Bentham, bu ilkenin en temel etik ilkesi olması nedeniyle tanıtlanamayacağını da öne sürer. Tersine tüm öteki etik kuramların ilkeleri önünde sonunda böyle bir “genel yarar ilkesi” ne indirgeneceklerdir. Çünkü insanlara niçin belli bir eylemi yerine getirmeleri gerektiği sorulunca en sonunda yararlılık ilkesinin terimleri içinde yanıt vermek zorunda kalacaklardır. Bentham’ın burada genelde göz önünde bulundurduğu kuramlar sezgici ve ahlak duyusunu savunun kuramlardır. Çünkü bu kuramlar iyiyi kötüden a priori olarak ayırt edebileceğimizi ve buna göre iyinin seçilebileceğini önerirler ama “İyi nedir?” diye sorulduğunda sonul anlamda kişinin ya da topluluğun en büyük mutluluğuna ya da hazzına gitmek zorunda kalırlar. Şu hâlde, doğru ve yanlışın nesnel ölçütünü ancak yararcılık verebilir. Durumun bu olduğunu göstermek, yararcılık için gereken biricik tanıtı vermek olacaktır.
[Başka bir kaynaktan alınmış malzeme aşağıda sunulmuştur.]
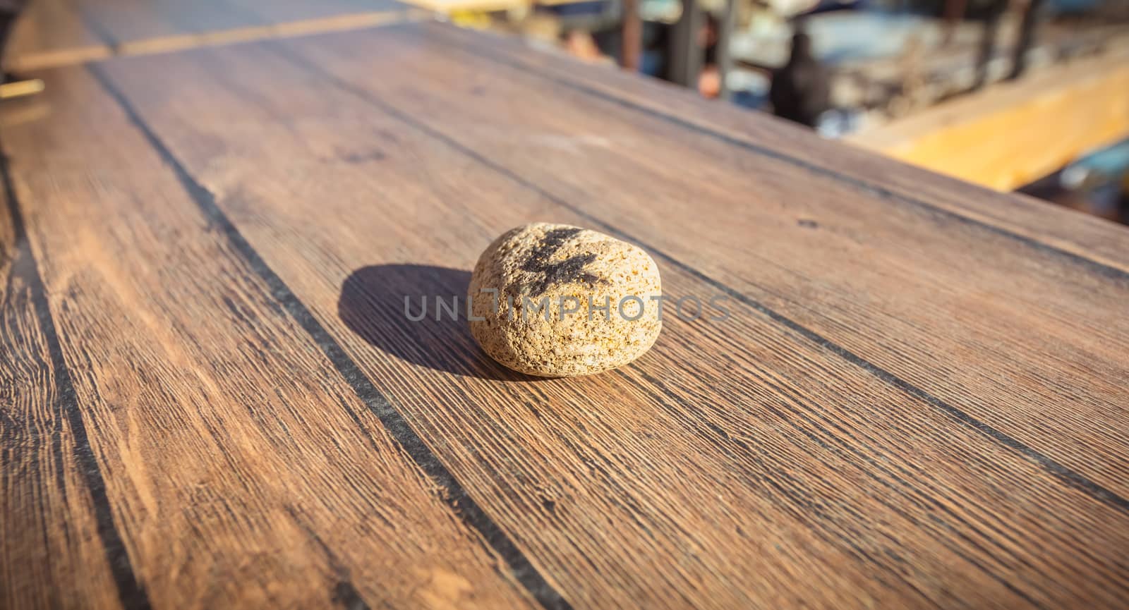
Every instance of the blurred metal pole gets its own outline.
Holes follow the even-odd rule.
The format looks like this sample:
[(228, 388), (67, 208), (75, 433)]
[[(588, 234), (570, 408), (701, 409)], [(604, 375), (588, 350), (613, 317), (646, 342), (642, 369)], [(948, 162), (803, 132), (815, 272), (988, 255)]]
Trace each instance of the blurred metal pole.
[(719, 97), (721, 99), (729, 99), (733, 97), (733, 91), (726, 86), (729, 80), (729, 72), (733, 71), (733, 55), (732, 55), (732, 42), (733, 42), (733, 27), (737, 21), (737, 6), (736, 0), (725, 0), (725, 12), (721, 14), (721, 21), (718, 24), (717, 33), (717, 74), (721, 79), (721, 90)]
[(953, 34), (961, 19), (964, 18), (968, 5), (969, 0), (945, 0), (945, 30), (942, 35), (942, 44), (948, 45), (953, 42)]
[(1007, 0), (995, 0), (988, 7), (980, 30), (980, 48), (977, 51), (975, 78), (972, 81), (973, 91), (988, 83), (988, 69), (996, 55), (996, 35), (999, 33), (1000, 17), (1007, 8)]
[(623, 29), (620, 36), (620, 67), (632, 72), (639, 71), (639, 55), (642, 53), (642, 19), (639, 17), (639, 0), (623, 0)]
[(702, 70), (702, 50), (698, 36), (702, 29), (702, 11), (694, 0), (682, 0), (682, 17), (671, 33), (669, 76), (683, 87), (698, 88), (698, 74)]
[(1015, 80), (1023, 76), (1027, 69), (1027, 51), (1035, 43), (1035, 28), (1039, 27), (1039, 18), (1042, 16), (1043, 0), (1027, 0), (1027, 8), (1023, 11), (1023, 20), (1019, 23), (1019, 39), (1015, 42), (1015, 51), (1012, 54), (1012, 72), (1007, 80)]

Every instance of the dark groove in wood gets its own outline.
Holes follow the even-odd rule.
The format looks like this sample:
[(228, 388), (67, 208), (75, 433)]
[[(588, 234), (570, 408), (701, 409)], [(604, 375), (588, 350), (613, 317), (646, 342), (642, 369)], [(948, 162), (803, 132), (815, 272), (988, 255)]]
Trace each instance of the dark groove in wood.
[[(130, 610), (151, 608), (149, 594), (146, 592), (145, 585), (138, 582), (129, 551), (125, 548), (125, 542), (122, 540), (121, 532), (117, 531), (117, 525), (114, 524), (113, 510), (110, 505), (110, 497), (106, 494), (106, 480), (102, 476), (98, 459), (90, 447), (90, 439), (86, 433), (86, 424), (82, 423), (82, 414), (79, 410), (78, 397), (75, 394), (70, 369), (67, 368), (67, 360), (63, 357), (62, 345), (59, 342), (59, 331), (55, 328), (54, 319), (51, 317), (43, 277), (40, 275), (35, 254), (32, 251), (32, 245), (27, 240), (27, 229), (24, 224), (24, 216), (19, 211), (19, 201), (16, 198), (16, 188), (12, 185), (11, 174), (8, 169), (8, 156), (5, 154), (2, 143), (0, 143), (0, 179), (3, 180), (5, 200), (8, 204), (8, 212), (11, 214), (12, 232), (15, 233), (16, 254), (11, 274), (14, 276), (18, 275), (29, 288), (36, 321), (43, 331), (47, 351), (51, 354), (51, 366), (55, 377), (53, 408), (67, 419), (71, 428), (71, 434), (75, 435), (75, 461), (78, 465), (78, 470), (86, 484), (86, 488), (90, 493), (90, 503), (93, 504), (97, 522), (98, 540), (102, 541), (106, 563), (110, 564), (110, 572), (114, 575), (117, 599), (121, 601), (123, 608)], [(63, 451), (62, 431), (54, 431), (52, 436), (53, 450), (58, 454), (61, 454)], [(60, 477), (62, 476), (62, 460), (58, 461), (59, 472), (56, 475)]]
[(110, 53), (112, 55), (121, 54), (122, 42), (119, 41), (116, 36), (111, 34), (110, 28), (103, 25), (100, 20), (91, 17), (90, 11), (86, 9), (82, 2), (71, 1), (68, 3), (70, 5), (71, 9), (75, 10), (75, 15), (78, 15), (79, 20), (82, 21), (82, 25), (85, 25), (87, 29), (90, 30), (91, 34), (97, 36), (97, 38), (102, 41), (103, 44), (110, 47)]
[[(301, 58), (301, 56), (299, 56), (299, 55), (290, 52), (283, 45), (280, 45), (280, 44), (277, 44), (277, 43), (269, 43), (269, 44), (271, 45), (271, 48), (274, 50), (278, 53), (279, 56), (286, 59), (287, 61), (289, 61), (291, 63), (294, 63), (295, 65), (297, 65), (299, 68), (303, 68), (304, 70), (309, 71), (312, 73), (320, 74), (322, 78), (324, 78), (329, 82), (333, 83), (339, 89), (342, 89), (344, 91), (348, 91), (348, 92), (352, 94), (353, 96), (356, 96), (359, 99), (366, 101), (367, 104), (369, 104), (369, 105), (371, 105), (371, 106), (374, 106), (376, 108), (379, 108), (380, 110), (387, 113), (393, 118), (396, 118), (397, 121), (400, 121), (400, 122), (402, 122), (402, 123), (404, 123), (404, 124), (406, 124), (406, 125), (409, 125), (409, 126), (411, 126), (411, 127), (413, 127), (415, 130), (419, 130), (419, 131), (428, 134), (430, 138), (434, 138), (434, 139), (436, 139), (438, 141), (441, 141), (441, 142), (446, 143), (447, 145), (452, 147), (453, 149), (458, 150), (463, 154), (466, 154), (467, 157), (474, 159), (476, 162), (481, 163), (482, 166), (488, 167), (491, 170), (493, 170), (493, 171), (496, 171), (496, 173), (498, 173), (498, 174), (507, 177), (508, 179), (513, 180), (514, 183), (516, 183), (516, 184), (518, 184), (518, 185), (520, 185), (520, 186), (523, 186), (525, 188), (528, 188), (528, 189), (537, 193), (539, 195), (545, 197), (546, 200), (552, 201), (553, 203), (555, 203), (555, 204), (558, 204), (558, 205), (560, 205), (562, 207), (566, 207), (566, 209), (570, 210), (571, 212), (574, 212), (574, 213), (576, 213), (576, 214), (578, 214), (580, 216), (584, 216), (585, 219), (592, 221), (594, 224), (598, 224), (602, 230), (604, 230), (604, 231), (606, 231), (609, 233), (612, 233), (612, 235), (614, 235), (614, 236), (616, 236), (616, 237), (619, 237), (621, 239), (624, 239), (627, 241), (630, 241), (630, 242), (633, 242), (633, 244), (638, 244), (639, 246), (641, 246), (645, 249), (647, 249), (648, 251), (650, 251), (653, 255), (655, 255), (655, 256), (657, 256), (659, 258), (663, 258), (664, 260), (671, 263), (672, 265), (675, 265), (680, 269), (682, 269), (682, 271), (684, 271), (684, 272), (693, 275), (698, 280), (701, 280), (702, 282), (706, 282), (710, 286), (712, 286), (712, 288), (715, 288), (715, 289), (724, 292), (725, 294), (727, 294), (728, 297), (737, 300), (738, 302), (741, 302), (741, 303), (743, 303), (743, 304), (745, 304), (745, 306), (747, 306), (747, 307), (750, 307), (750, 308), (752, 308), (752, 309), (754, 309), (754, 310), (763, 313), (764, 316), (767, 316), (768, 318), (770, 318), (774, 322), (777, 322), (777, 324), (779, 324), (779, 325), (781, 325), (781, 326), (784, 326), (784, 327), (786, 327), (786, 328), (788, 328), (788, 329), (790, 329), (790, 330), (799, 334), (805, 339), (814, 343), (815, 345), (819, 345), (820, 347), (823, 347), (823, 348), (825, 348), (825, 350), (834, 353), (835, 355), (842, 357), (843, 360), (850, 362), (851, 364), (854, 364), (854, 365), (856, 365), (856, 366), (858, 366), (858, 368), (867, 371), (868, 373), (873, 374), (874, 377), (881, 379), (885, 383), (887, 383), (890, 386), (893, 386), (894, 388), (898, 388), (899, 390), (901, 390), (901, 391), (903, 391), (903, 392), (905, 392), (905, 394), (908, 394), (910, 396), (913, 396), (916, 398), (919, 398), (919, 399), (924, 400), (925, 403), (927, 403), (928, 405), (933, 406), (934, 408), (940, 410), (942, 413), (944, 413), (945, 415), (947, 415), (949, 418), (952, 418), (953, 421), (957, 422), (959, 424), (968, 426), (968, 427), (977, 431), (981, 435), (983, 435), (983, 436), (986, 436), (986, 437), (988, 437), (988, 439), (990, 439), (990, 440), (992, 440), (995, 442), (998, 442), (998, 443), (1003, 444), (1004, 447), (1007, 447), (1008, 449), (1012, 449), (1013, 451), (1016, 451), (1021, 456), (1023, 456), (1023, 457), (1027, 458), (1029, 460), (1033, 461), (1034, 463), (1039, 465), (1041, 468), (1043, 468), (1044, 470), (1047, 470), (1048, 472), (1050, 472), (1051, 475), (1053, 475), (1056, 478), (1058, 478), (1059, 480), (1061, 480), (1066, 485), (1068, 485), (1068, 486), (1070, 486), (1070, 487), (1073, 487), (1075, 489), (1078, 489), (1078, 490), (1080, 490), (1080, 492), (1083, 492), (1083, 493), (1085, 493), (1085, 494), (1087, 494), (1087, 495), (1089, 495), (1089, 496), (1092, 496), (1092, 497), (1094, 497), (1094, 498), (1096, 498), (1096, 500), (1099, 500), (1101, 502), (1104, 502), (1104, 503), (1106, 503), (1106, 504), (1109, 504), (1109, 505), (1111, 505), (1111, 506), (1113, 506), (1115, 509), (1120, 509), (1122, 511), (1129, 512), (1129, 500), (1126, 500), (1124, 497), (1121, 497), (1117, 493), (1114, 493), (1114, 492), (1112, 492), (1112, 490), (1110, 490), (1110, 489), (1108, 489), (1108, 488), (1099, 485), (1097, 483), (1091, 480), (1089, 478), (1085, 477), (1084, 475), (1082, 475), (1079, 472), (1076, 472), (1076, 471), (1071, 470), (1070, 468), (1068, 468), (1068, 467), (1066, 467), (1066, 466), (1064, 466), (1064, 465), (1054, 461), (1050, 457), (1040, 453), (1039, 451), (1036, 451), (1035, 449), (1032, 449), (1031, 447), (1029, 447), (1027, 444), (1023, 443), (1022, 441), (1019, 441), (1019, 440), (1017, 440), (1017, 439), (1015, 439), (1015, 437), (1013, 437), (1013, 436), (1010, 436), (1010, 435), (1008, 435), (1008, 434), (1006, 434), (1006, 433), (1004, 433), (1004, 432), (1001, 432), (999, 430), (996, 430), (995, 427), (992, 427), (992, 426), (990, 426), (990, 425), (988, 425), (988, 424), (986, 424), (986, 423), (983, 423), (983, 422), (981, 422), (981, 421), (972, 417), (971, 415), (964, 413), (960, 408), (954, 407), (954, 406), (945, 403), (940, 398), (937, 398), (936, 396), (933, 396), (931, 394), (922, 390), (921, 388), (918, 388), (917, 386), (910, 383), (909, 381), (905, 381), (904, 379), (899, 378), (898, 375), (891, 373), (890, 371), (886, 371), (885, 369), (878, 366), (877, 364), (874, 364), (873, 362), (870, 362), (870, 361), (868, 361), (868, 360), (866, 360), (866, 359), (864, 359), (864, 357), (855, 354), (854, 352), (851, 352), (851, 351), (847, 350), (846, 347), (843, 347), (843, 346), (841, 346), (841, 345), (839, 345), (839, 344), (837, 344), (837, 343), (828, 339), (826, 337), (820, 335), (819, 333), (816, 333), (816, 331), (814, 331), (814, 330), (812, 330), (812, 329), (809, 329), (809, 328), (807, 328), (807, 327), (805, 327), (805, 326), (796, 322), (795, 320), (793, 320), (793, 319), (784, 316), (782, 313), (777, 312), (773, 309), (770, 309), (769, 307), (764, 306), (763, 303), (761, 303), (761, 302), (759, 302), (759, 301), (756, 301), (756, 300), (754, 300), (754, 299), (752, 299), (752, 298), (750, 298), (750, 297), (747, 297), (747, 295), (738, 292), (737, 290), (735, 290), (735, 289), (730, 288), (729, 285), (723, 283), (721, 281), (715, 280), (715, 279), (710, 277), (709, 275), (706, 275), (701, 271), (698, 271), (697, 268), (690, 266), (689, 264), (679, 260), (674, 256), (672, 256), (669, 254), (666, 254), (665, 251), (663, 251), (663, 250), (660, 250), (660, 249), (651, 246), (650, 244), (647, 244), (646, 241), (644, 241), (641, 239), (638, 239), (634, 236), (628, 235), (628, 233), (619, 230), (618, 228), (609, 224), (607, 222), (601, 220), (597, 216), (594, 216), (593, 214), (586, 212), (584, 209), (581, 209), (581, 207), (579, 207), (577, 205), (574, 205), (571, 203), (568, 203), (567, 201), (564, 201), (564, 200), (562, 200), (562, 198), (553, 195), (552, 193), (550, 193), (550, 192), (541, 188), (536, 184), (534, 184), (534, 183), (530, 182), (528, 179), (522, 177), (520, 175), (518, 175), (517, 173), (510, 170), (509, 168), (507, 168), (507, 167), (505, 167), (505, 166), (502, 166), (502, 165), (500, 165), (498, 162), (495, 162), (495, 161), (488, 159), (487, 157), (482, 156), (478, 151), (475, 151), (475, 150), (473, 150), (471, 148), (467, 148), (466, 145), (460, 143), (457, 140), (455, 140), (455, 139), (453, 139), (453, 138), (450, 138), (450, 136), (448, 136), (448, 135), (439, 132), (438, 130), (431, 127), (430, 125), (421, 123), (421, 122), (417, 121), (415, 118), (413, 118), (413, 117), (404, 114), (403, 112), (399, 110), (397, 108), (395, 108), (393, 106), (390, 106), (388, 104), (386, 104), (382, 99), (377, 98), (376, 96), (374, 96), (369, 91), (367, 91), (365, 89), (361, 89), (359, 87), (356, 87), (352, 83), (347, 82), (343, 79), (340, 79), (335, 74), (332, 74), (332, 73), (323, 70), (321, 67), (318, 67), (318, 65), (316, 65), (316, 64), (307, 61), (305, 58)], [(928, 204), (925, 204), (925, 205), (927, 205), (929, 207), (933, 207), (931, 205), (928, 205)], [(961, 216), (961, 218), (963, 218), (963, 216)], [(1017, 236), (1017, 237), (1019, 237), (1019, 236)], [(1069, 254), (1069, 253), (1066, 253), (1066, 254)], [(1086, 260), (1089, 260), (1089, 259), (1087, 258)], [(1100, 265), (1100, 263), (1096, 263), (1096, 262), (1092, 262), (1092, 263)], [(1113, 269), (1113, 267), (1110, 267), (1110, 268)], [(1117, 269), (1114, 269), (1114, 271), (1117, 271)], [(1129, 277), (1129, 274), (1127, 274), (1127, 277)]]
[(785, 152), (781, 152), (779, 150), (770, 149), (770, 148), (767, 148), (767, 147), (761, 147), (761, 145), (754, 144), (753, 142), (750, 142), (750, 141), (747, 141), (745, 139), (742, 139), (742, 138), (734, 138), (732, 135), (727, 135), (725, 133), (711, 130), (711, 129), (706, 127), (703, 125), (699, 125), (699, 124), (693, 123), (691, 121), (686, 121), (684, 118), (679, 118), (677, 116), (674, 116), (674, 115), (671, 115), (671, 114), (666, 114), (666, 113), (663, 113), (660, 110), (657, 110), (657, 109), (644, 106), (641, 104), (637, 104), (634, 101), (631, 101), (631, 100), (628, 100), (628, 99), (623, 99), (621, 97), (616, 97), (614, 95), (604, 92), (604, 91), (602, 91), (602, 90), (599, 90), (599, 89), (597, 89), (595, 87), (589, 87), (587, 85), (584, 85), (584, 83), (580, 83), (580, 82), (576, 82), (576, 81), (572, 81), (572, 80), (569, 80), (569, 79), (566, 79), (566, 78), (561, 78), (561, 77), (557, 77), (557, 76), (553, 76), (553, 74), (549, 74), (549, 73), (545, 73), (544, 71), (533, 70), (531, 67), (528, 67), (528, 65), (526, 65), (526, 64), (524, 64), (522, 62), (513, 61), (513, 60), (507, 60), (507, 59), (497, 56), (493, 53), (489, 53), (489, 52), (485, 52), (485, 51), (483, 51), (481, 48), (478, 48), (475, 46), (471, 46), (471, 45), (466, 44), (463, 41), (458, 41), (455, 44), (457, 44), (457, 46), (460, 46), (462, 50), (469, 52), (472, 55), (475, 55), (475, 56), (479, 56), (479, 58), (492, 61), (495, 63), (499, 63), (501, 65), (507, 65), (507, 67), (513, 68), (515, 70), (518, 70), (518, 71), (520, 71), (523, 73), (533, 74), (533, 76), (535, 76), (537, 78), (545, 79), (545, 80), (548, 80), (550, 82), (553, 82), (555, 85), (559, 85), (561, 87), (564, 87), (564, 88), (568, 88), (568, 89), (574, 89), (574, 90), (580, 91), (583, 94), (589, 95), (592, 97), (595, 97), (595, 98), (603, 99), (605, 101), (615, 104), (618, 106), (622, 106), (624, 108), (629, 108), (629, 109), (632, 109), (632, 110), (646, 114), (646, 115), (651, 116), (654, 118), (658, 118), (658, 120), (660, 120), (663, 122), (666, 122), (666, 123), (669, 123), (672, 125), (677, 125), (680, 127), (683, 127), (685, 130), (692, 131), (694, 133), (714, 138), (716, 140), (725, 142), (726, 144), (738, 147), (738, 148), (742, 148), (742, 149), (747, 150), (750, 152), (760, 154), (761, 157), (767, 157), (767, 158), (770, 158), (770, 159), (782, 161), (782, 162), (786, 162), (786, 163), (791, 165), (794, 167), (798, 167), (800, 169), (809, 171), (812, 174), (831, 178), (831, 179), (833, 179), (835, 182), (839, 182), (839, 183), (852, 186), (855, 188), (858, 188), (859, 191), (863, 191), (864, 193), (876, 195), (876, 196), (885, 198), (885, 200), (891, 200), (891, 201), (895, 201), (895, 202), (899, 202), (899, 203), (903, 203), (903, 204), (912, 205), (912, 206), (916, 206), (916, 207), (920, 207), (920, 209), (924, 209), (924, 210), (926, 210), (928, 212), (931, 212), (931, 213), (935, 213), (935, 214), (940, 214), (940, 215), (944, 215), (946, 218), (951, 218), (953, 220), (956, 220), (959, 222), (963, 222), (965, 224), (971, 224), (973, 227), (978, 227), (980, 229), (984, 229), (984, 230), (990, 231), (990, 232), (992, 232), (995, 235), (1003, 236), (1003, 237), (1006, 237), (1006, 238), (1012, 239), (1014, 241), (1017, 241), (1019, 244), (1023, 244), (1024, 246), (1027, 246), (1027, 247), (1030, 247), (1032, 249), (1035, 249), (1035, 250), (1039, 250), (1039, 251), (1043, 251), (1043, 253), (1048, 253), (1048, 254), (1051, 254), (1053, 256), (1064, 257), (1064, 258), (1066, 258), (1066, 259), (1068, 259), (1068, 260), (1070, 260), (1070, 262), (1073, 262), (1075, 264), (1079, 264), (1079, 265), (1088, 267), (1092, 271), (1096, 271), (1097, 273), (1100, 273), (1103, 276), (1111, 277), (1111, 279), (1114, 279), (1114, 280), (1120, 280), (1120, 281), (1129, 281), (1129, 271), (1126, 271), (1126, 269), (1122, 269), (1122, 268), (1119, 268), (1119, 267), (1114, 267), (1114, 266), (1111, 266), (1111, 265), (1106, 265), (1105, 263), (1101, 263), (1099, 260), (1094, 260), (1093, 258), (1083, 256), (1080, 254), (1071, 253), (1069, 250), (1064, 250), (1061, 248), (1051, 246), (1050, 244), (1045, 244), (1045, 242), (1040, 241), (1038, 239), (1033, 239), (1033, 238), (1030, 238), (1030, 237), (1026, 237), (1026, 236), (1023, 236), (1023, 235), (1019, 235), (1019, 233), (1015, 233), (1015, 232), (1009, 231), (1009, 230), (1007, 230), (1007, 229), (1005, 229), (1003, 227), (998, 227), (996, 224), (983, 222), (981, 220), (977, 220), (974, 218), (966, 216), (966, 215), (961, 214), (959, 212), (954, 212), (952, 210), (947, 210), (945, 207), (940, 207), (940, 206), (934, 205), (934, 204), (931, 204), (931, 203), (929, 203), (927, 201), (919, 200), (919, 198), (916, 198), (916, 197), (912, 197), (910, 195), (905, 195), (905, 194), (902, 194), (902, 193), (898, 193), (898, 192), (892, 191), (890, 188), (886, 188), (884, 186), (876, 185), (876, 184), (874, 184), (874, 183), (872, 183), (869, 180), (865, 180), (865, 179), (861, 179), (861, 178), (856, 178), (854, 176), (843, 174), (841, 171), (835, 171), (834, 169), (831, 169), (829, 167), (824, 167), (824, 166), (820, 166), (820, 165), (816, 165), (816, 163), (812, 163), (812, 162), (805, 161), (803, 159), (799, 159), (797, 157), (793, 157), (793, 156), (787, 154)]
[[(200, 207), (213, 227), (221, 231), (236, 251), (244, 258), (251, 269), (266, 283), (271, 297), (287, 313), (314, 339), (325, 357), (333, 364), (341, 377), (353, 389), (357, 397), (376, 415), (393, 440), (411, 458), (440, 489), (441, 501), (465, 523), (473, 528), (490, 545), (509, 568), (514, 578), (546, 610), (570, 610), (571, 605), (557, 590), (545, 581), (544, 576), (530, 563), (528, 558), (514, 545), (509, 536), (483, 512), (479, 504), (463, 488), (454, 474), (447, 469), (439, 458), (427, 447), (427, 443), (415, 433), (411, 424), (392, 406), (387, 398), (373, 384), (371, 380), (357, 363), (345, 353), (341, 344), (333, 338), (324, 326), (309, 311), (294, 291), (274, 273), (251, 242), (239, 232), (238, 228), (217, 205), (215, 196), (203, 185), (198, 183), (173, 152), (141, 118), (124, 94), (117, 89), (110, 78), (96, 64), (87, 64), (87, 70), (94, 76), (105, 91), (117, 103), (130, 123), (145, 135), (161, 160), (176, 174), (192, 201)], [(360, 425), (356, 414), (350, 414)], [(364, 427), (361, 427), (364, 431)]]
Bu nedenle Bentham, bu genel yarar ilkesini gerçekleştirebilmek için hazcı hesaplama (hedonic calculus) denilen, hazları ve acıları ölçümleme yolunu önermiştir. Eğer böyle bir prosedür uygulanabilir olsaydı etik yargılar tıpkı meteorolojik tahminler gibi bilimsel olabilecekti, hatta bu konuda dikkate değer bir yanılma payı olmasına karşın bu da içerilen etmenlerin karmaşıklığından ileri gelmektedir.

Bentham’ın hesaplamaya konu olan haz çözümlemesi şöyledir: Bir eylemin doğurduğu haz ya da mutluluk, yoğunluk, süreklilik, akrabalık, kesinlik, verimlilik, arılık ve uzam (etkilenen kişilerin sayısı) etkenleri bakımından analiz edilecektir. Bunların hiç kuşkusuz en optimal bileşkesini ortaya koyan eylem öteki almaşıklara göre seçilmesi gereken eylem olarak öne çıkmaktadır. Örneğin bir haz çok yoğun ama kısa süreli olabilir, bir başkası daha az yoğun ama nicel olarak ilkinden daha büyük olmasını sağlayan bir dayanıklık gösterebilir. Yine haz verici duyumlar üreten iki eylemden hangisi ötekine göre, daha öte yeni hazcı duyumlara kapı açıyorsa bu eylem verimlilik ölçütüne uyar. Arılık ise karşıt türden duyumlar tarafından izlenmemeye işaret eder.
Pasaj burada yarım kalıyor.